After an hour or so Arthur came rapping on the door, calling my name. Judith and I hugged each other and stayed silent as mice. He knocked and called again. Soon he gave up and went away.
‘I’ll never go along with your ideas again,’ I said.
‘Shut up,’ Judith said. ‘Go to sleep.’
19
I doubted if the evening’s events had advanced my cause or hel
ped me in my predicament. The idea had been for me to quiz Arthur about my prospects and to butter him up so that he might use his influence to help me. All Judith would say about that was, ‘Wait and see.’
The next day being the Saturday of the party at Croker’s Farm, Judith hung around all day prevailing upon me to take her along. She also spread out the Old Moore’s Almanac on the kitchen table, but only after I’d got her to scrub the table down and otherwise extinguish all sign of the previous evening’s dinner.

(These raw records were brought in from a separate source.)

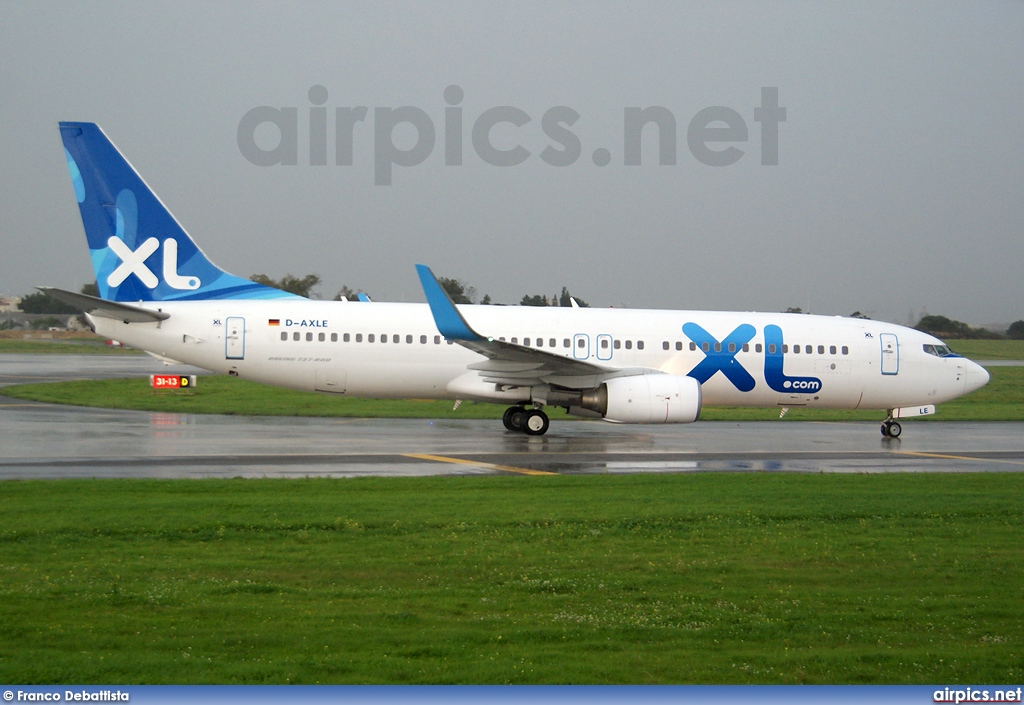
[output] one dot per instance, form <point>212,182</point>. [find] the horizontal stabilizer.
<point>104,308</point>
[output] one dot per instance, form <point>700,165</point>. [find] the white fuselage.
<point>394,350</point>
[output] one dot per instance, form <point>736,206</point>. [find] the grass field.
<point>60,342</point>
<point>1000,400</point>
<point>989,349</point>
<point>701,578</point>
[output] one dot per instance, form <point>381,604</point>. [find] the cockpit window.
<point>940,351</point>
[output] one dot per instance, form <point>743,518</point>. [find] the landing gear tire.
<point>535,422</point>
<point>512,418</point>
<point>892,429</point>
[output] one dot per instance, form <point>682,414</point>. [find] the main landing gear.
<point>891,428</point>
<point>528,421</point>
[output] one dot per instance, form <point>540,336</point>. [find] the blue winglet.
<point>448,319</point>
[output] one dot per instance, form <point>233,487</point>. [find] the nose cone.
<point>975,377</point>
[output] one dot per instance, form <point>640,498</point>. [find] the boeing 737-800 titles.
<point>160,293</point>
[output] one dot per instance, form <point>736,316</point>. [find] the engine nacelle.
<point>646,399</point>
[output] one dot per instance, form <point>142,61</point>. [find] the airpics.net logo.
<point>715,135</point>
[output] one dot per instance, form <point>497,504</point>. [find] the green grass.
<point>78,345</point>
<point>1000,400</point>
<point>700,578</point>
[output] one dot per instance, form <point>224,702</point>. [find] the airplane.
<point>160,293</point>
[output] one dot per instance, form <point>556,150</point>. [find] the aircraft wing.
<point>104,308</point>
<point>508,363</point>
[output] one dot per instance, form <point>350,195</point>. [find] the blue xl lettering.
<point>718,358</point>
<point>773,367</point>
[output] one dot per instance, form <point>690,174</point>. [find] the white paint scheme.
<point>621,365</point>
<point>197,332</point>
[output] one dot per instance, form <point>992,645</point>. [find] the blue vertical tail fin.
<point>139,252</point>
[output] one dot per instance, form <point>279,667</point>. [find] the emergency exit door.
<point>890,354</point>
<point>235,338</point>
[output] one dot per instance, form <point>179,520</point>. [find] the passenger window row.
<point>371,337</point>
<point>807,349</point>
<point>395,338</point>
<point>581,342</point>
<point>602,342</point>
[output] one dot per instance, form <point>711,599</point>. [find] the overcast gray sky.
<point>899,181</point>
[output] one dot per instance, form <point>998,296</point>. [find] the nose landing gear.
<point>528,421</point>
<point>891,428</point>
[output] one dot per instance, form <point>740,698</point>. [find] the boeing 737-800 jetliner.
<point>160,293</point>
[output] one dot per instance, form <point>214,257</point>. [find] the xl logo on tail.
<point>133,261</point>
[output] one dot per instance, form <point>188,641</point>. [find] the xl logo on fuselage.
<point>720,356</point>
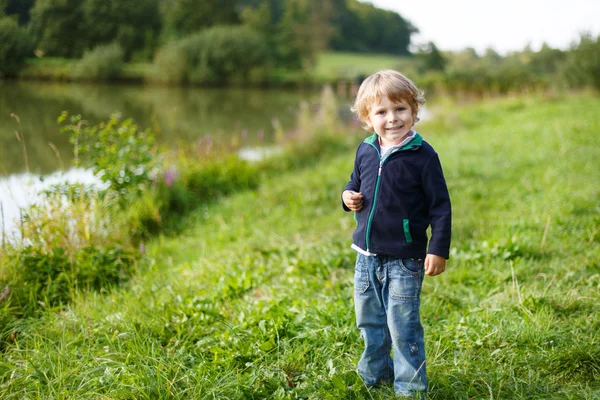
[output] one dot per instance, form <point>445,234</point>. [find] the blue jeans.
<point>387,293</point>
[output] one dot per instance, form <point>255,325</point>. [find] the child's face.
<point>391,120</point>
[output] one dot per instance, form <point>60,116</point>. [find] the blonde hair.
<point>391,84</point>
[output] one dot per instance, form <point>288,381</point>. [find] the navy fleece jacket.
<point>403,194</point>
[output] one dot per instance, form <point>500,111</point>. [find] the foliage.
<point>255,299</point>
<point>52,277</point>
<point>102,63</point>
<point>135,26</point>
<point>429,58</point>
<point>72,240</point>
<point>582,66</point>
<point>15,46</point>
<point>360,29</point>
<point>184,17</point>
<point>214,56</point>
<point>55,23</point>
<point>89,23</point>
<point>121,154</point>
<point>17,7</point>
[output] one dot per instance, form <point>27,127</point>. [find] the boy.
<point>397,190</point>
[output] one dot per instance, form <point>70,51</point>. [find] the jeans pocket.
<point>361,276</point>
<point>404,283</point>
<point>412,265</point>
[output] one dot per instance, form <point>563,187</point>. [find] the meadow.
<point>254,299</point>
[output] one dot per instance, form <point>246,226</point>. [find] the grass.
<point>330,66</point>
<point>255,300</point>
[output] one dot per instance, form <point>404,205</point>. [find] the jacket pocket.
<point>406,227</point>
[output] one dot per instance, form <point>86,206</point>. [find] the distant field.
<point>330,66</point>
<point>255,301</point>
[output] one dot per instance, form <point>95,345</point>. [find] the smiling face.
<point>391,120</point>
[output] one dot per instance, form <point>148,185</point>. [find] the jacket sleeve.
<point>440,211</point>
<point>354,183</point>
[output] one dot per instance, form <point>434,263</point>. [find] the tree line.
<point>291,32</point>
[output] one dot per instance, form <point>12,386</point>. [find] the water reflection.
<point>174,113</point>
<point>20,191</point>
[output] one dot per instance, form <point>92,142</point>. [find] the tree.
<point>361,30</point>
<point>17,7</point>
<point>57,27</point>
<point>582,66</point>
<point>429,58</point>
<point>184,17</point>
<point>66,28</point>
<point>134,25</point>
<point>15,46</point>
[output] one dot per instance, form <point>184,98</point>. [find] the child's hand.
<point>434,265</point>
<point>352,200</point>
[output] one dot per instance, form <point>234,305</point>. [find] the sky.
<point>503,25</point>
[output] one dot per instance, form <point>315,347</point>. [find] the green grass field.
<point>331,66</point>
<point>255,301</point>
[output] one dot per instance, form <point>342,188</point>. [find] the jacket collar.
<point>414,144</point>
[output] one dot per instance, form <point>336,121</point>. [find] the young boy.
<point>397,190</point>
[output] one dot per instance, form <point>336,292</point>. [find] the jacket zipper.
<point>372,212</point>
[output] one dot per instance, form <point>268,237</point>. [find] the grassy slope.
<point>256,301</point>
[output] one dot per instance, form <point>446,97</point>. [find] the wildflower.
<point>170,176</point>
<point>4,293</point>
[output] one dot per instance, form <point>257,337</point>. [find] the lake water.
<point>175,114</point>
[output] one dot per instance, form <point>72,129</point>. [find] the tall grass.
<point>255,299</point>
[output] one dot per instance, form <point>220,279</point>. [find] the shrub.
<point>582,67</point>
<point>74,239</point>
<point>104,62</point>
<point>50,277</point>
<point>121,154</point>
<point>15,46</point>
<point>214,56</point>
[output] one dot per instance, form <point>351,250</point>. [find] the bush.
<point>217,55</point>
<point>121,154</point>
<point>15,46</point>
<point>73,240</point>
<point>582,67</point>
<point>104,62</point>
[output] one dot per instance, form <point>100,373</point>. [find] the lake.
<point>175,114</point>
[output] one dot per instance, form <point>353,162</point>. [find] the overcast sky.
<point>503,25</point>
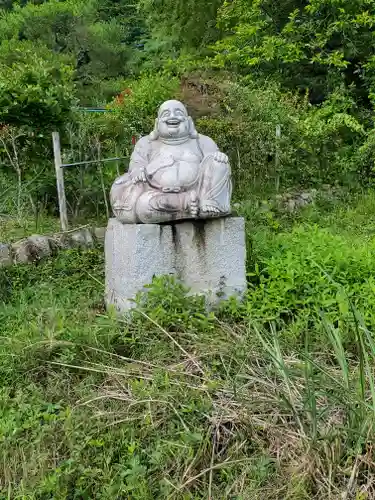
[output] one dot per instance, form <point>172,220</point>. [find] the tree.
<point>314,45</point>
<point>36,86</point>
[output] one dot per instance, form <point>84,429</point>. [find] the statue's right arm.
<point>138,162</point>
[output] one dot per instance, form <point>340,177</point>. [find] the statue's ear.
<point>155,133</point>
<point>192,130</point>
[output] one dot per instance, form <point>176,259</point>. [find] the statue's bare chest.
<point>174,166</point>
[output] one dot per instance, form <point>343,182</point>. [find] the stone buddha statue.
<point>174,173</point>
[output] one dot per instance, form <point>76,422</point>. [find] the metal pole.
<point>277,157</point>
<point>60,181</point>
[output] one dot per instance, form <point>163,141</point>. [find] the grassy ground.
<point>272,398</point>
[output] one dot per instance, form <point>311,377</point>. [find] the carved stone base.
<point>208,256</point>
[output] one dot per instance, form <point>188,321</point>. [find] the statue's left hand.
<point>221,157</point>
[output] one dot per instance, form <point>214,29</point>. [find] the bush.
<point>310,271</point>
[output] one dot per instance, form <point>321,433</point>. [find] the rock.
<point>5,255</point>
<point>207,256</point>
<point>291,205</point>
<point>82,238</point>
<point>42,244</point>
<point>99,233</point>
<point>25,251</point>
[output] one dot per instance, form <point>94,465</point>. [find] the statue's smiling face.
<point>173,120</point>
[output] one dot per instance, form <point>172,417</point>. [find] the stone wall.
<point>37,247</point>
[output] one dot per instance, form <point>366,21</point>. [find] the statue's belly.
<point>180,174</point>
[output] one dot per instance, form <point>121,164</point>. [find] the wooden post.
<point>60,181</point>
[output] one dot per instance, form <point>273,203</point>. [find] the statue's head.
<point>173,123</point>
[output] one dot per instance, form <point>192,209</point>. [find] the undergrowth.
<point>274,397</point>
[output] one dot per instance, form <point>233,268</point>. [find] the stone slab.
<point>208,256</point>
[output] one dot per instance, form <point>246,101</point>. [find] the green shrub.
<point>308,272</point>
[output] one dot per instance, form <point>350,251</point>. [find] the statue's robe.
<point>178,175</point>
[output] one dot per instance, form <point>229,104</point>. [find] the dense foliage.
<point>246,69</point>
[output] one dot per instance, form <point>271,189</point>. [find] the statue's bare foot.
<point>194,205</point>
<point>209,209</point>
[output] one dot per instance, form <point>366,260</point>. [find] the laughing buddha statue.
<point>174,173</point>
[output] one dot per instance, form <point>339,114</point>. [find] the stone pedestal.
<point>208,256</point>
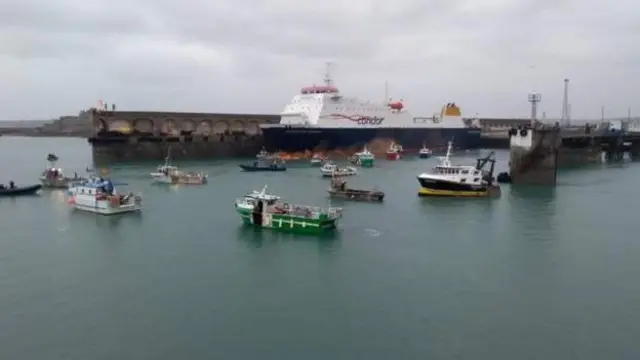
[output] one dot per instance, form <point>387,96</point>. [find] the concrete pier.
<point>537,153</point>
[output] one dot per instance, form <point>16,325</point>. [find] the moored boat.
<point>339,189</point>
<point>394,152</point>
<point>52,177</point>
<point>321,116</point>
<point>425,152</point>
<point>318,160</point>
<point>269,211</point>
<point>450,180</point>
<point>330,169</point>
<point>364,158</point>
<point>100,197</point>
<point>13,190</point>
<point>265,165</point>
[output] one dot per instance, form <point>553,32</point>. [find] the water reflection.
<point>106,221</point>
<point>533,211</point>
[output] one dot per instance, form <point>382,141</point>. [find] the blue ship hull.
<point>295,139</point>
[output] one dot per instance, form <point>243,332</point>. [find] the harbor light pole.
<point>534,99</point>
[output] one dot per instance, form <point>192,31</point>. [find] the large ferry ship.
<point>321,118</point>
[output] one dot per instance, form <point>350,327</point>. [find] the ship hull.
<point>295,139</point>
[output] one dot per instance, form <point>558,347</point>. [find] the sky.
<point>250,56</point>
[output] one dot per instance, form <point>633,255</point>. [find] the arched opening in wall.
<point>120,126</point>
<point>100,126</point>
<point>188,126</point>
<point>237,127</point>
<point>220,127</point>
<point>252,128</point>
<point>143,126</point>
<point>204,128</point>
<point>169,128</point>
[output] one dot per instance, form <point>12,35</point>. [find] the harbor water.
<point>539,273</point>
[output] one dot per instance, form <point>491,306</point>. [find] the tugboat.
<point>446,179</point>
<point>425,152</point>
<point>394,152</point>
<point>268,211</point>
<point>331,170</point>
<point>364,158</point>
<point>53,178</point>
<point>265,164</point>
<point>168,174</point>
<point>339,189</point>
<point>99,196</point>
<point>318,160</point>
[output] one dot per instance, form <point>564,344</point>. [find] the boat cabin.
<point>462,174</point>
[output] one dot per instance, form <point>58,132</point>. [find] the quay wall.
<point>129,136</point>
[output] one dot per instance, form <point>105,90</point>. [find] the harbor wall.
<point>130,136</point>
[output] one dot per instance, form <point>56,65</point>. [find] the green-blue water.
<point>536,274</point>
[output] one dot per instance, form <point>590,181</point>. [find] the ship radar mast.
<point>327,88</point>
<point>328,81</point>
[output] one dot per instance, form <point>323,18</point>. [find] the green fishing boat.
<point>269,211</point>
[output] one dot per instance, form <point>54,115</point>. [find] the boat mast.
<point>327,74</point>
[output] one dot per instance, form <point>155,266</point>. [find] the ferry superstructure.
<point>321,118</point>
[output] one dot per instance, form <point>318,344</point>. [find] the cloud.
<point>252,56</point>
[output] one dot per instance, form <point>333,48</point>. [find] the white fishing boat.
<point>394,152</point>
<point>446,179</point>
<point>331,170</point>
<point>100,197</point>
<point>169,174</point>
<point>364,158</point>
<point>318,160</point>
<point>425,152</point>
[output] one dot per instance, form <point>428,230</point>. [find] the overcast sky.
<point>251,56</point>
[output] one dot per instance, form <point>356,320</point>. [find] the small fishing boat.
<point>265,165</point>
<point>53,178</point>
<point>269,211</point>
<point>394,152</point>
<point>318,160</point>
<point>332,170</point>
<point>339,189</point>
<point>425,152</point>
<point>168,174</point>
<point>263,154</point>
<point>13,190</point>
<point>364,158</point>
<point>100,197</point>
<point>450,180</point>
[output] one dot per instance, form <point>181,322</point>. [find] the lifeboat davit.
<point>396,105</point>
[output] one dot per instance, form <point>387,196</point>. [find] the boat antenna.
<point>386,91</point>
<point>327,74</point>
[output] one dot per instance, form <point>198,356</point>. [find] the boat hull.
<point>288,223</point>
<point>252,168</point>
<point>357,195</point>
<point>429,187</point>
<point>297,139</point>
<point>20,191</point>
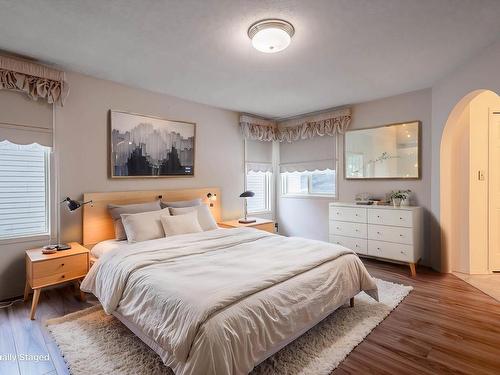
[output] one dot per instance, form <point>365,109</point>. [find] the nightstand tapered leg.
<point>27,290</point>
<point>80,293</point>
<point>36,296</point>
<point>413,269</point>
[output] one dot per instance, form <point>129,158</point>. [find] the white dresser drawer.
<point>390,234</point>
<point>359,245</point>
<point>389,250</point>
<point>400,218</point>
<point>344,228</point>
<point>354,214</point>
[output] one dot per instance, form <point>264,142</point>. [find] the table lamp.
<point>72,205</point>
<point>246,194</point>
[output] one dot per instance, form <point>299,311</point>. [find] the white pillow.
<point>205,218</point>
<point>144,226</point>
<point>180,224</point>
<point>179,204</point>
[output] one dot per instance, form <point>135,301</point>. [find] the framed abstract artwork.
<point>146,146</point>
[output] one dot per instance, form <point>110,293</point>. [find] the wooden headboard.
<point>98,225</point>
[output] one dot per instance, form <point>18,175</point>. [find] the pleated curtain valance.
<point>327,123</point>
<point>23,121</point>
<point>257,129</point>
<point>37,81</point>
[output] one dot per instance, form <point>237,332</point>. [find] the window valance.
<point>37,81</point>
<point>258,129</point>
<point>327,123</point>
<point>259,167</point>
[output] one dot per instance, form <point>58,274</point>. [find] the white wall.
<point>480,72</point>
<point>82,141</point>
<point>82,134</point>
<point>308,217</point>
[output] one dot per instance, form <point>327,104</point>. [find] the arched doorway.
<point>464,184</point>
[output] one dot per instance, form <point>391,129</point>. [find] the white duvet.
<point>234,289</point>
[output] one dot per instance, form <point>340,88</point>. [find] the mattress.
<point>106,246</point>
<point>220,302</point>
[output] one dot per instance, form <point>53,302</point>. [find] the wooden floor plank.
<point>7,346</point>
<point>28,340</point>
<point>445,326</point>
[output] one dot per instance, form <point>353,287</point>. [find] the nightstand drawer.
<point>268,227</point>
<point>57,270</point>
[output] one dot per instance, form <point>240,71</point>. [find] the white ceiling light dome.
<point>271,35</point>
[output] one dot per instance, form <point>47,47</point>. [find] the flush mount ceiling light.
<point>271,35</point>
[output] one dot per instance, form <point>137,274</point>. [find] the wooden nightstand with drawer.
<point>262,224</point>
<point>43,270</point>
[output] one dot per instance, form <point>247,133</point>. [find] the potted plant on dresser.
<point>400,197</point>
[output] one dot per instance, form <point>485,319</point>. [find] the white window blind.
<point>309,183</point>
<point>260,184</point>
<point>24,189</point>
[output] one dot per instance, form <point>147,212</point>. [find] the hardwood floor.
<point>445,326</point>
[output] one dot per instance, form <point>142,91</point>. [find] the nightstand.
<point>262,224</point>
<point>43,270</point>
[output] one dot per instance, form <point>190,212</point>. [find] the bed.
<point>222,301</point>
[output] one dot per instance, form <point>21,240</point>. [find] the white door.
<point>494,191</point>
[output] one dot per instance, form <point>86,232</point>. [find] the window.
<point>309,183</point>
<point>261,184</point>
<point>24,192</point>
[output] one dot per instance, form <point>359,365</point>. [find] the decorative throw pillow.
<point>179,204</point>
<point>181,224</point>
<point>144,226</point>
<point>205,218</point>
<point>115,210</point>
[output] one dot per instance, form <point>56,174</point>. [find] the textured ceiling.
<point>343,51</point>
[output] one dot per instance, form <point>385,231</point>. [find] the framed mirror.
<point>384,152</point>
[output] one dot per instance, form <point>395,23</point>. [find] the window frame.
<point>31,237</point>
<point>309,194</point>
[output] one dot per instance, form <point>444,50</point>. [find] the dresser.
<point>382,232</point>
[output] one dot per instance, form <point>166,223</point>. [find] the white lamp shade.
<point>271,40</point>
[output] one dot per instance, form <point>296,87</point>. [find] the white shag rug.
<point>94,343</point>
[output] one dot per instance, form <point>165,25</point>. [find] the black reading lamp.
<point>246,194</point>
<point>72,205</point>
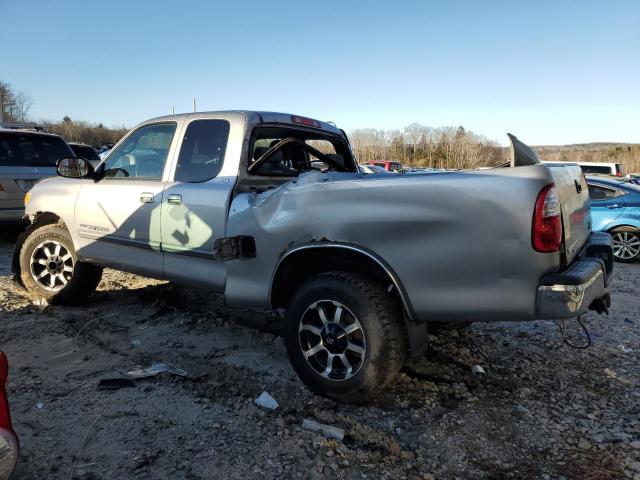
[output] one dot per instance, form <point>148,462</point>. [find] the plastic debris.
<point>115,383</point>
<point>624,349</point>
<point>325,430</point>
<point>266,401</point>
<point>155,369</point>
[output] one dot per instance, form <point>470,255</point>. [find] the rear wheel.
<point>626,244</point>
<point>49,267</point>
<point>343,336</point>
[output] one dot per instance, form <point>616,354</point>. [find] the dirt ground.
<point>542,410</point>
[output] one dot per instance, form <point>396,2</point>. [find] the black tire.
<point>70,286</point>
<point>626,242</point>
<point>381,334</point>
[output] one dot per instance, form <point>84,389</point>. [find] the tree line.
<point>415,145</point>
<point>424,146</point>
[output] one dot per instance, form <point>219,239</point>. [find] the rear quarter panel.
<point>460,242</point>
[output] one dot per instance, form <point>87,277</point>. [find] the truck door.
<point>195,206</point>
<point>606,206</point>
<point>118,217</point>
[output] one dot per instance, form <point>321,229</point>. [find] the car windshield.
<point>33,150</point>
<point>85,151</point>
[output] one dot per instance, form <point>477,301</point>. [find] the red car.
<point>8,440</point>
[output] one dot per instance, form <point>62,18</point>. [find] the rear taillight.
<point>546,232</point>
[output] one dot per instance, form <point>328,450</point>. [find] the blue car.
<point>615,208</point>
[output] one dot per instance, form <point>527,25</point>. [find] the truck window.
<point>596,169</point>
<point>142,155</point>
<point>202,152</point>
<point>31,150</point>
<point>597,192</point>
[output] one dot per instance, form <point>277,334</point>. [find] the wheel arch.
<point>303,261</point>
<point>39,219</point>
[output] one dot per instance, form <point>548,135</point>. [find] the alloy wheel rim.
<point>332,340</point>
<point>626,245</point>
<point>51,265</point>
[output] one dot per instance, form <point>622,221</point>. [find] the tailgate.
<point>574,203</point>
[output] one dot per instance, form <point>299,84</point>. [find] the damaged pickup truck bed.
<point>270,210</point>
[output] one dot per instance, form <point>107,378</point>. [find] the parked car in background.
<point>85,151</point>
<point>26,156</point>
<point>601,168</point>
<point>9,446</point>
<point>615,208</point>
<point>372,169</point>
<point>390,166</point>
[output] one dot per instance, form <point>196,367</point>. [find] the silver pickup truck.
<point>270,210</point>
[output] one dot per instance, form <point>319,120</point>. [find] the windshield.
<point>85,151</point>
<point>24,149</point>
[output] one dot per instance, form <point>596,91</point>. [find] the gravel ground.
<point>542,410</point>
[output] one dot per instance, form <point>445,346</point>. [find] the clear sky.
<point>548,71</point>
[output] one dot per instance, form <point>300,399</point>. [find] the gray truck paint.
<point>456,245</point>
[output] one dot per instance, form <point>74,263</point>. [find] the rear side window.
<point>27,150</point>
<point>596,169</point>
<point>202,152</point>
<point>597,192</point>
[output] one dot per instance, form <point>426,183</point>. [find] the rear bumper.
<point>581,287</point>
<point>11,215</point>
<point>8,453</point>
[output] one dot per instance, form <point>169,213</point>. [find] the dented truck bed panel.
<point>459,242</point>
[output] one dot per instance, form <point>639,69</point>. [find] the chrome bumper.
<point>568,301</point>
<point>11,215</point>
<point>581,287</point>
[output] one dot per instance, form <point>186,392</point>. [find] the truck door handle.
<point>174,199</point>
<point>146,197</point>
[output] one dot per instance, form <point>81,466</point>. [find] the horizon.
<point>562,77</point>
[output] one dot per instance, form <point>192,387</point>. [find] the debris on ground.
<point>155,369</point>
<point>266,401</point>
<point>524,419</point>
<point>115,383</point>
<point>624,349</point>
<point>327,431</point>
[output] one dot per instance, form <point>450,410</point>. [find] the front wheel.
<point>49,267</point>
<point>626,244</point>
<point>344,337</point>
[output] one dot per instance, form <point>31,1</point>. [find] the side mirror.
<point>74,167</point>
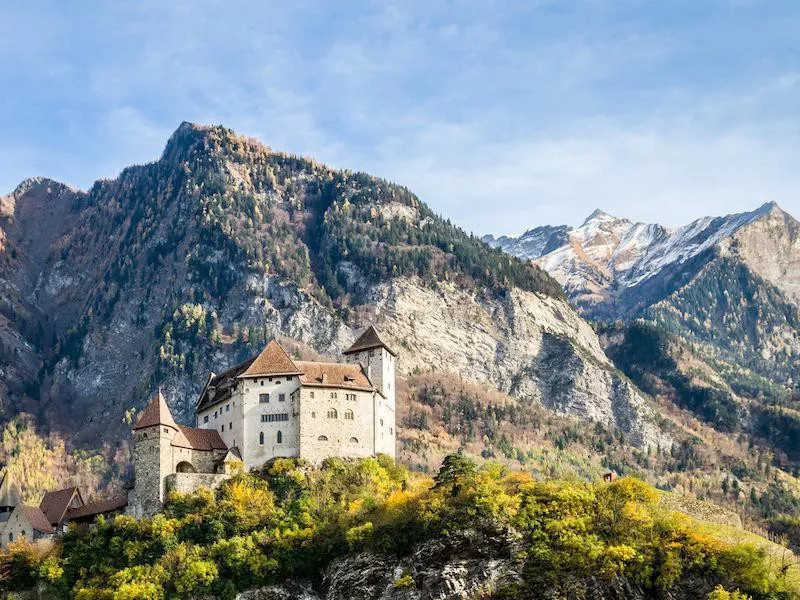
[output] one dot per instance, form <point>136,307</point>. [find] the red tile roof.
<point>37,519</point>
<point>198,439</point>
<point>54,505</point>
<point>156,413</point>
<point>368,340</point>
<point>9,492</point>
<point>341,375</point>
<point>98,508</point>
<point>273,360</point>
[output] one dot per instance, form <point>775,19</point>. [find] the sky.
<point>501,115</point>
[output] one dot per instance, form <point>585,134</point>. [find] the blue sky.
<point>502,115</point>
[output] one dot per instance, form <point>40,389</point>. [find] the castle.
<point>266,407</point>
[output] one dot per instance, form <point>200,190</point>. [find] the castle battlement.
<point>266,407</point>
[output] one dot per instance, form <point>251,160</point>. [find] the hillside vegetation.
<point>291,521</point>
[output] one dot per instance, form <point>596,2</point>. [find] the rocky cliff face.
<point>188,264</point>
<point>729,285</point>
<point>466,566</point>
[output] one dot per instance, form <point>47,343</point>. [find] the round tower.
<point>378,360</point>
<point>152,457</point>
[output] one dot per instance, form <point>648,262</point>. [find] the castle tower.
<point>9,496</point>
<point>152,457</point>
<point>379,361</point>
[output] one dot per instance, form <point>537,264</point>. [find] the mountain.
<point>729,285</point>
<point>188,264</point>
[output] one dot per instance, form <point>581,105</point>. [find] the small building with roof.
<point>56,504</point>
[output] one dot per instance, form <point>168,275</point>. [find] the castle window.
<point>273,418</point>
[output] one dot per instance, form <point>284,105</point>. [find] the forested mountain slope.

The Old Moore’s Almanac, in addition to its precise lists of positions of the moon and information about the stars and the tides, was littered with advertisements for a lucky rabbit’s foot and a pixie charm and the like, along with written testaments as to how cash had fallen to various people after obtaining such a talisman. ‘We ought to go in for selling this tripe,’ Judith said.
‘Yes,’ I said, scraping egg and bacon pie leftovers into the bin. ‘We could sell anaphrodisiacs as well.’
I was more comfortable back in my own clothes, and in my own hair as it were, with three comforting iron grips pinned high above my right ear. I told Judith if that’s what tarting it up does for men she could keep it.
She ignored me, and continued to pore over the small-print charts. ‘You’ve only got two full moons before midsummer’s day, and you won’t want to do it after; and you won’t want to do it waxing; and you won’t want to do it when you’re on the curse.’ She wet the tip of her index finger to leaf through the pages of the almanac. ‘It’s amazing how the time is eaten up if you don’t plan ahead.’
‘Don’t badger me!’
‘Please yourself. But if you really are going to Ask you’ll want to do it while you’re still here in the cottage, with easy access to the woods and the meadows. That’s all I’m saying.’
‘I know that,’ I said, and I poured what was left of her wickedly ineffective salad dressing down the drain.
I made my visit to Mammy earlier in the afternoon that day, and Judith came with me. The visit didn’t go well. Perhaps it was the leather jacket, or that I’d arrived there along with Judith, but Mammy was confused. She didn’t seem to recognise me at all. Seeing how this upset me, Judith left me alone with Mammy and waited outside. I plumped up Mammy’s pillow and I combed her hair. She looked at me glassy-eyed. ‘Why are you plaguing me? Have you asked the mistress?’ she said.